Ève-Marie des Places
La Récitante
Le Cherche-Midi, 270 p., 19 euros
La « lettre à l’éditeur » qui précède ce premier roman d’une inconnue estelle un clin d’oeil au romanesque du 18e siècle ou un dispositif postmoderne ? La réponse est dans l’étrange parole de cette narratrice solitaire – père incertain, mère défunte, nombreux amants d’une nuit, le jour encadreuse de métier, le soir lisant des textes classiques (saint Augustin, Fénelon, Stendhal, Bloy, etc.) devant un étrange cercle parisien : les Silentiaires. Tout cercle appelant sa concentricité (et son excentricité !), Ève-Marie encadre pour de riches amateurs des tableaux qui sont probablement des copies ou des faux et devient lectrice fantôme pour une éditrice collectionneuse d’autographes, à qui elle vend des lettres ou des fragments (vrais inédits ou pastiches ?) de Gracq, Guyotat, Sollers, Quignard, Houellebecq, Catherine Millet. Elle ajoute la flûte à la lecture et au chant devant un autre cercle, les Grands Mélomanes, et puis lit devant les Connaisseurs, qui cherchent et créent secrètement des partitions d’oeuvres qu’on croyait perdues, notamment de Ravel… Au-delà de ces pratiques qui relèvent moins du culturel que d’un culte où Borges rejoint Kierkegaard, c’est la question sexuelle qui rôde, dans ces pages souvent étonnantes de profondeur et d’ironie.

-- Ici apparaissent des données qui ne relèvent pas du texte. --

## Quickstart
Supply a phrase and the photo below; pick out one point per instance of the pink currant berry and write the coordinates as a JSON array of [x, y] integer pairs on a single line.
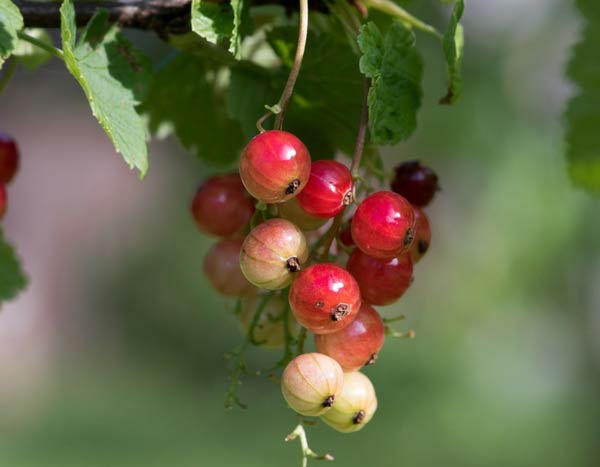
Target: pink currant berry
[[9, 158], [269, 331], [325, 298], [272, 253], [328, 191], [275, 166], [221, 206], [311, 383], [355, 406], [383, 225], [415, 182], [381, 281], [422, 239], [358, 344], [291, 211], [3, 200], [222, 269]]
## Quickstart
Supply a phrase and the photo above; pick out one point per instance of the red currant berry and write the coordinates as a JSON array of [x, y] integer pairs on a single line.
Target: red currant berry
[[272, 253], [325, 298], [221, 206], [222, 269], [422, 236], [269, 331], [381, 281], [275, 166], [416, 182], [383, 225], [9, 158], [355, 406], [3, 200], [311, 383], [328, 191], [357, 344], [292, 211]]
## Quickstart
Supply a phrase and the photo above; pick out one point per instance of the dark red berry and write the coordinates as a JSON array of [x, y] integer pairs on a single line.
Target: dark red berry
[[422, 236], [221, 206], [325, 298], [381, 281], [383, 225], [222, 269], [357, 344], [416, 182], [9, 158], [328, 191], [275, 166]]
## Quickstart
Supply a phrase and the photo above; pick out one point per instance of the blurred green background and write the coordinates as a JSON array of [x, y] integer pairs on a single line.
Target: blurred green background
[[113, 356]]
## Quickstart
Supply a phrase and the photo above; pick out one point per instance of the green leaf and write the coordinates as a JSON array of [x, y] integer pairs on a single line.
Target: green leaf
[[12, 278], [114, 78], [396, 69], [11, 22], [583, 111], [453, 45], [182, 101], [29, 55]]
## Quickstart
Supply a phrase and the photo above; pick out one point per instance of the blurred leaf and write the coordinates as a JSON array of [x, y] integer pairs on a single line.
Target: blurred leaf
[[453, 44], [11, 22], [182, 101], [583, 111], [29, 55], [113, 76], [12, 278], [396, 69]]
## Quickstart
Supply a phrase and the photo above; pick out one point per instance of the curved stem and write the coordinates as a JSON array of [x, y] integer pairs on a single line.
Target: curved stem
[[41, 44], [289, 86]]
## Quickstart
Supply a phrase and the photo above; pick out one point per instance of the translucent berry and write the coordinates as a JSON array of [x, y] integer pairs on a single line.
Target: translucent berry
[[311, 383], [422, 239], [358, 344], [9, 158], [275, 166], [381, 281], [269, 331], [328, 191], [355, 407], [222, 269], [291, 211], [221, 206], [273, 253], [325, 298], [383, 225], [416, 182]]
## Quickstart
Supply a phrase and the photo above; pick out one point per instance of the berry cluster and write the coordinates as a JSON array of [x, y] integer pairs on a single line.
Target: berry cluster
[[273, 219], [9, 164]]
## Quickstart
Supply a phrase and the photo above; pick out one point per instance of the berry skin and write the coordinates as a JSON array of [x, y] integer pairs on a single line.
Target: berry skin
[[275, 166], [292, 211], [383, 225], [381, 281], [416, 182], [9, 158], [269, 331], [328, 191], [422, 239], [357, 344], [272, 253], [312, 383], [325, 298], [3, 200], [222, 269], [355, 406], [221, 206]]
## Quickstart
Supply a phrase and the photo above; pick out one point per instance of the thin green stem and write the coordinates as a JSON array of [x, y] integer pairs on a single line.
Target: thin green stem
[[41, 44]]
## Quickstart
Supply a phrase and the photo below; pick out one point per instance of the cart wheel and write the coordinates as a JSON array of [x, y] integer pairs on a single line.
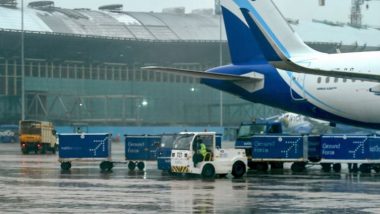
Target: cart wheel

Chaque cercle est aussi celui d’un enfer personnel où la narratrice se cherche elle-même, pas pour se « réaliser » ni « aller mieux » (elle laisse cela au monde contemporain), mais pour savoir qui elle est, entre le réel et les ombres errantes de « démons envoyés par le prince qui règne sur le monde visible », écrit-elle dans cet étrange roman qui nous renvoie à nous-même, nous force à nous demander qui nous sommes vraiment, au-delà de la « culture », et si la vérité n’est pas, pour paraphraser Levinas, qu’une faim que vient combler une nouvelle faim.